How should a nonprofit prepare before hiring a grantwriter?
Presidents Drum and Bugle Corps wrote in April 2001:

"We are a 501(c)3 youth organization and we need someone to write grants for funding and to work with charitable foundations. In the meantime, how should we prepare?"

Tony Poderis (http://www.raise-funds.com) responded with this advice:

As you search for a grantwriter, I believe you will find that accomplished and experienced grantwriters will be more interested in serving your organization if you initiate a number of steps in the grantwriting process yourself, in advance of their writing effort.

  1. Determine what it is you wish to have funded. Set your priorities for the funds raised to support projected new programs and services, to support on-going programs and services, or to provide annual operating funds. Those priorities must come from your long-range strategic plan in the furtherance of your basic mission statement. (And be aware that you must have "life after grants" with campaigns for other funding sources - such as individuals who almost always give the most money.)
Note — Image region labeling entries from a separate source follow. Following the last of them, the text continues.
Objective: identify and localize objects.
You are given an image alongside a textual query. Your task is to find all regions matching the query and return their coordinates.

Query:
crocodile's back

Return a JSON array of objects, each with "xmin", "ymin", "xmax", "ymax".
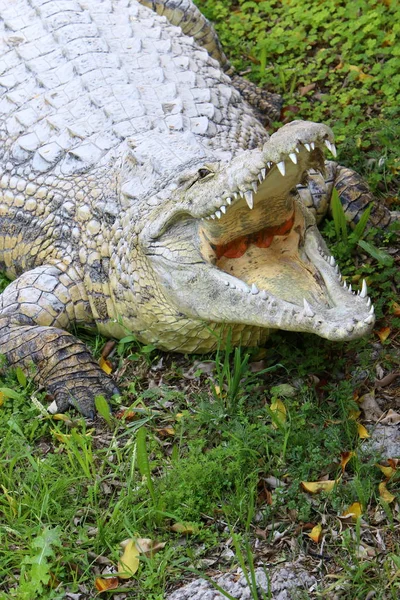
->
[{"xmin": 0, "ymin": 0, "xmax": 264, "ymax": 176}]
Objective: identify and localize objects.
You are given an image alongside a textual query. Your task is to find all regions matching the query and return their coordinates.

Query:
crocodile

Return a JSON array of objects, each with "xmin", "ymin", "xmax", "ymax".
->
[{"xmin": 0, "ymin": 0, "xmax": 390, "ymax": 416}]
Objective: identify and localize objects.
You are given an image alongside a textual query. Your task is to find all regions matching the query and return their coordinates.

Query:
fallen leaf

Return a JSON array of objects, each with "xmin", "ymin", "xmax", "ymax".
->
[
  {"xmin": 299, "ymin": 83, "xmax": 317, "ymax": 96},
  {"xmin": 342, "ymin": 502, "xmax": 362, "ymax": 521},
  {"xmin": 269, "ymin": 398, "xmax": 286, "ymax": 429},
  {"xmin": 378, "ymin": 481, "xmax": 396, "ymax": 504},
  {"xmin": 170, "ymin": 523, "xmax": 198, "ymax": 535},
  {"xmin": 118, "ymin": 539, "xmax": 140, "ymax": 579},
  {"xmin": 376, "ymin": 465, "xmax": 396, "ymax": 481},
  {"xmin": 379, "ymin": 408, "xmax": 400, "ymax": 425},
  {"xmin": 99, "ymin": 356, "xmax": 112, "ymax": 375},
  {"xmin": 101, "ymin": 340, "xmax": 116, "ymax": 358},
  {"xmin": 156, "ymin": 427, "xmax": 175, "ymax": 438},
  {"xmin": 374, "ymin": 327, "xmax": 391, "ymax": 344},
  {"xmin": 135, "ymin": 538, "xmax": 167, "ymax": 558},
  {"xmin": 301, "ymin": 479, "xmax": 339, "ymax": 494},
  {"xmin": 94, "ymin": 577, "xmax": 119, "ymax": 592},
  {"xmin": 340, "ymin": 452, "xmax": 356, "ymax": 472},
  {"xmin": 358, "ymin": 391, "xmax": 383, "ymax": 421},
  {"xmin": 307, "ymin": 525, "xmax": 322, "ymax": 544},
  {"xmin": 357, "ymin": 423, "xmax": 370, "ymax": 440},
  {"xmin": 391, "ymin": 302, "xmax": 400, "ymax": 317}
]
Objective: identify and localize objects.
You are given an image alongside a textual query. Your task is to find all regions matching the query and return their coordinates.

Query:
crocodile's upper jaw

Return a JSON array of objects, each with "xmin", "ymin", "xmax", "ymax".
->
[{"xmin": 145, "ymin": 126, "xmax": 374, "ymax": 340}]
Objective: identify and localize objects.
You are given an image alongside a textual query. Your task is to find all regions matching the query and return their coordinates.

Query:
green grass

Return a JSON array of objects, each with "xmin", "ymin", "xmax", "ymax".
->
[{"xmin": 0, "ymin": 0, "xmax": 400, "ymax": 600}]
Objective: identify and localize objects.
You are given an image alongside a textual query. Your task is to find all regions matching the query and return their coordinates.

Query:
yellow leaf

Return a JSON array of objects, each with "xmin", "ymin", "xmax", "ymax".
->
[
  {"xmin": 342, "ymin": 502, "xmax": 362, "ymax": 521},
  {"xmin": 378, "ymin": 481, "xmax": 396, "ymax": 504},
  {"xmin": 376, "ymin": 465, "xmax": 396, "ymax": 479},
  {"xmin": 94, "ymin": 577, "xmax": 119, "ymax": 592},
  {"xmin": 301, "ymin": 479, "xmax": 339, "ymax": 494},
  {"xmin": 118, "ymin": 540, "xmax": 140, "ymax": 579},
  {"xmin": 269, "ymin": 398, "xmax": 286, "ymax": 429},
  {"xmin": 375, "ymin": 327, "xmax": 391, "ymax": 343},
  {"xmin": 156, "ymin": 427, "xmax": 175, "ymax": 437},
  {"xmin": 99, "ymin": 356, "xmax": 112, "ymax": 375},
  {"xmin": 357, "ymin": 423, "xmax": 370, "ymax": 440},
  {"xmin": 340, "ymin": 452, "xmax": 356, "ymax": 471},
  {"xmin": 135, "ymin": 538, "xmax": 166, "ymax": 558},
  {"xmin": 171, "ymin": 523, "xmax": 197, "ymax": 535},
  {"xmin": 307, "ymin": 525, "xmax": 322, "ymax": 544},
  {"xmin": 349, "ymin": 410, "xmax": 361, "ymax": 421},
  {"xmin": 1, "ymin": 485, "xmax": 17, "ymax": 517}
]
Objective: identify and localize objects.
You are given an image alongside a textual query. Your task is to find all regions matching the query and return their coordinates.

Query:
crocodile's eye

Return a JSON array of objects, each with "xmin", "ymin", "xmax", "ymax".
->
[{"xmin": 198, "ymin": 169, "xmax": 211, "ymax": 179}]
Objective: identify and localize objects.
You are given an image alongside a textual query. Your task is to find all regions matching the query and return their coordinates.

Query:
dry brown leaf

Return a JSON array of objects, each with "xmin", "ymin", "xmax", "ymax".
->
[
  {"xmin": 340, "ymin": 452, "xmax": 356, "ymax": 472},
  {"xmin": 118, "ymin": 539, "xmax": 140, "ymax": 579},
  {"xmin": 269, "ymin": 398, "xmax": 286, "ymax": 429},
  {"xmin": 379, "ymin": 408, "xmax": 400, "ymax": 425},
  {"xmin": 301, "ymin": 479, "xmax": 339, "ymax": 494},
  {"xmin": 307, "ymin": 524, "xmax": 322, "ymax": 544},
  {"xmin": 342, "ymin": 502, "xmax": 362, "ymax": 521},
  {"xmin": 374, "ymin": 327, "xmax": 391, "ymax": 343},
  {"xmin": 357, "ymin": 423, "xmax": 370, "ymax": 440},
  {"xmin": 94, "ymin": 577, "xmax": 119, "ymax": 592},
  {"xmin": 170, "ymin": 523, "xmax": 197, "ymax": 535},
  {"xmin": 99, "ymin": 356, "xmax": 112, "ymax": 375},
  {"xmin": 378, "ymin": 481, "xmax": 396, "ymax": 504}
]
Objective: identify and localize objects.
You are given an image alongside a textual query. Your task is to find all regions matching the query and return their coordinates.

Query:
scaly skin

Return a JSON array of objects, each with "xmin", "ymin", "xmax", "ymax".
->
[{"xmin": 0, "ymin": 0, "xmax": 392, "ymax": 415}]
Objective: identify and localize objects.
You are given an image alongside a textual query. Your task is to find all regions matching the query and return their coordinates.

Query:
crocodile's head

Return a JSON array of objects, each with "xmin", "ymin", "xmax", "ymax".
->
[{"xmin": 119, "ymin": 121, "xmax": 374, "ymax": 351}]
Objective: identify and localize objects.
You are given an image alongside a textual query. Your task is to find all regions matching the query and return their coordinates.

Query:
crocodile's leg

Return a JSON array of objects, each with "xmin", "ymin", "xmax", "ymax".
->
[
  {"xmin": 0, "ymin": 266, "xmax": 118, "ymax": 417},
  {"xmin": 139, "ymin": 0, "xmax": 282, "ymax": 122},
  {"xmin": 297, "ymin": 161, "xmax": 393, "ymax": 228}
]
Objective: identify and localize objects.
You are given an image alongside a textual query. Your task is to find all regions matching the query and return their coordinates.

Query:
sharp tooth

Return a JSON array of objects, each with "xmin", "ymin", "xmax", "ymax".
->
[
  {"xmin": 244, "ymin": 190, "xmax": 254, "ymax": 209},
  {"xmin": 360, "ymin": 279, "xmax": 368, "ymax": 298},
  {"xmin": 276, "ymin": 160, "xmax": 286, "ymax": 177},
  {"xmin": 303, "ymin": 298, "xmax": 315, "ymax": 317}
]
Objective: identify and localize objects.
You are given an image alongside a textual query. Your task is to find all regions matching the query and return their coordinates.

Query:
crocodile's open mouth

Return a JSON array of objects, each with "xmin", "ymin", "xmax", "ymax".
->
[{"xmin": 147, "ymin": 123, "xmax": 374, "ymax": 340}]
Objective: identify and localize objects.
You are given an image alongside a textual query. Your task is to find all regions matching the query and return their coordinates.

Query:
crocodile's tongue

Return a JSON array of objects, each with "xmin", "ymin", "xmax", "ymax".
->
[{"xmin": 215, "ymin": 206, "xmax": 327, "ymax": 306}]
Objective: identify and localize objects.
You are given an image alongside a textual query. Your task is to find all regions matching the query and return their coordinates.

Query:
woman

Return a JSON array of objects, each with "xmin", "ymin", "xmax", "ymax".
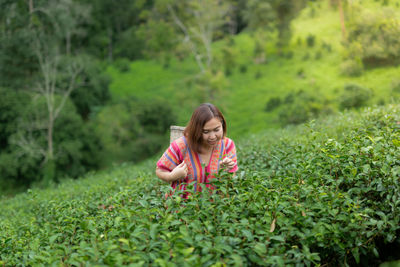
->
[{"xmin": 156, "ymin": 103, "xmax": 238, "ymax": 198}]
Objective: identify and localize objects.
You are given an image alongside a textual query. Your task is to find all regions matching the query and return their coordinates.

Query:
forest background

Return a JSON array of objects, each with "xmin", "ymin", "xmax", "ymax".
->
[{"xmin": 0, "ymin": 0, "xmax": 400, "ymax": 194}]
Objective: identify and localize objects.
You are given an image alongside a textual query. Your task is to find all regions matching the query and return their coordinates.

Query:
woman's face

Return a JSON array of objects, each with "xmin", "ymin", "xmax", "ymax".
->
[{"xmin": 202, "ymin": 117, "xmax": 224, "ymax": 150}]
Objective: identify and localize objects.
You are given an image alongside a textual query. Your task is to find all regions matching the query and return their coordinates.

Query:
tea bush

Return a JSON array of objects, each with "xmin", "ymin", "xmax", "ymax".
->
[
  {"xmin": 338, "ymin": 84, "xmax": 372, "ymax": 109},
  {"xmin": 0, "ymin": 105, "xmax": 400, "ymax": 266}
]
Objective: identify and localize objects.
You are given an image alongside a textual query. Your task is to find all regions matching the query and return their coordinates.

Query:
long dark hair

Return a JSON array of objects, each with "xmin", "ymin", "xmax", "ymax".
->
[{"xmin": 183, "ymin": 103, "xmax": 226, "ymax": 153}]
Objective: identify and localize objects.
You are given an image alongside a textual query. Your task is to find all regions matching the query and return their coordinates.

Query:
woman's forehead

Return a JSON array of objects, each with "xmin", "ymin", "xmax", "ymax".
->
[{"xmin": 203, "ymin": 117, "xmax": 222, "ymax": 131}]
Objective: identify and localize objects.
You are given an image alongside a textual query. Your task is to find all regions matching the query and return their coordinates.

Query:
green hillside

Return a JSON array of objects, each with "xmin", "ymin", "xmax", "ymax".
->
[
  {"xmin": 0, "ymin": 105, "xmax": 400, "ymax": 266},
  {"xmin": 109, "ymin": 1, "xmax": 400, "ymax": 138}
]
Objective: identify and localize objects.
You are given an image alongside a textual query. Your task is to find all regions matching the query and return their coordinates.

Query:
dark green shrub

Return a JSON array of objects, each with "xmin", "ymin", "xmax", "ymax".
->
[
  {"xmin": 278, "ymin": 90, "xmax": 332, "ymax": 125},
  {"xmin": 264, "ymin": 97, "xmax": 282, "ymax": 112},
  {"xmin": 322, "ymin": 42, "xmax": 332, "ymax": 52},
  {"xmin": 306, "ymin": 34, "xmax": 315, "ymax": 47},
  {"xmin": 114, "ymin": 58, "xmax": 131, "ymax": 72},
  {"xmin": 239, "ymin": 64, "xmax": 247, "ymax": 73},
  {"xmin": 340, "ymin": 59, "xmax": 364, "ymax": 76},
  {"xmin": 344, "ymin": 7, "xmax": 400, "ymax": 68},
  {"xmin": 314, "ymin": 51, "xmax": 322, "ymax": 60},
  {"xmin": 297, "ymin": 68, "xmax": 305, "ymax": 79},
  {"xmin": 284, "ymin": 51, "xmax": 294, "ymax": 59},
  {"xmin": 338, "ymin": 84, "xmax": 372, "ymax": 109},
  {"xmin": 302, "ymin": 52, "xmax": 310, "ymax": 61},
  {"xmin": 0, "ymin": 105, "xmax": 400, "ymax": 266},
  {"xmin": 392, "ymin": 79, "xmax": 400, "ymax": 94}
]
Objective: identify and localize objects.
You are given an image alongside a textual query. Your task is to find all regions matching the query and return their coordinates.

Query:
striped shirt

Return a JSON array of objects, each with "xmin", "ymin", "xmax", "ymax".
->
[{"xmin": 157, "ymin": 136, "xmax": 238, "ymax": 197}]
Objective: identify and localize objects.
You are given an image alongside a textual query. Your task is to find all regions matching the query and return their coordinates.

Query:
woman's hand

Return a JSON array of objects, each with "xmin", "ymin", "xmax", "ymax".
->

  2. Develop your prospect list. Through your area's public library, from the Foundation Center's information on where foundations in your area now give their money (http://foundationcenter.org/), from your Trustees, and from other people who know your community - get to work to identify the foundations with interests related to what your organization does. Also be sure to check whether you are located in the geographic limits required by the foundations. Check with your State Attorney General's office to see if that agency publishes a foundation listing. You may also obtain other organizations' annual reports and easily see which foundations give what amount to them from their printed donor listings. Then be sure to contact as many foundations as possible to secure their annual reports and giving guidelines. This is how you develop your prospect list.

    While most experienced grantwriters will know such information about foundations if they operate in your area, it will serve you better - and it will cost you less - if you do most of your own research groundwork. It is not hard to do and will establish a process that you can follow well into the future - and the knowledge stays within your organization.

  3. Determined in advance the scope, intent, and the "case" value to the community of the project you wish to have funded. Again, this will save you money and give you a sound head start, as opposed to someone outside the organization doing it. It is very important that someone on the inside of the organization has full knowledge of the organization and its needs. That will be especially important when you have face-to-face meetings with foundation officials.



With all of this in place to some degree, you are better prepared to hire a grantwriter. But you do not want a grantwriter to be working directly and personally with your charitable foundation prospects - putting the grantwriter in a solicitation position. You want to hire a qualified and talented grantwriter, not a paid solicitor to engage prospects for you. That's your job. That's the job of your Trustees. You want your organization's officials to develop long-term and personal relationships with foundation officials, and you cannot accomplish that if others from the outside are so occupied on a project-to-project, short-term basis.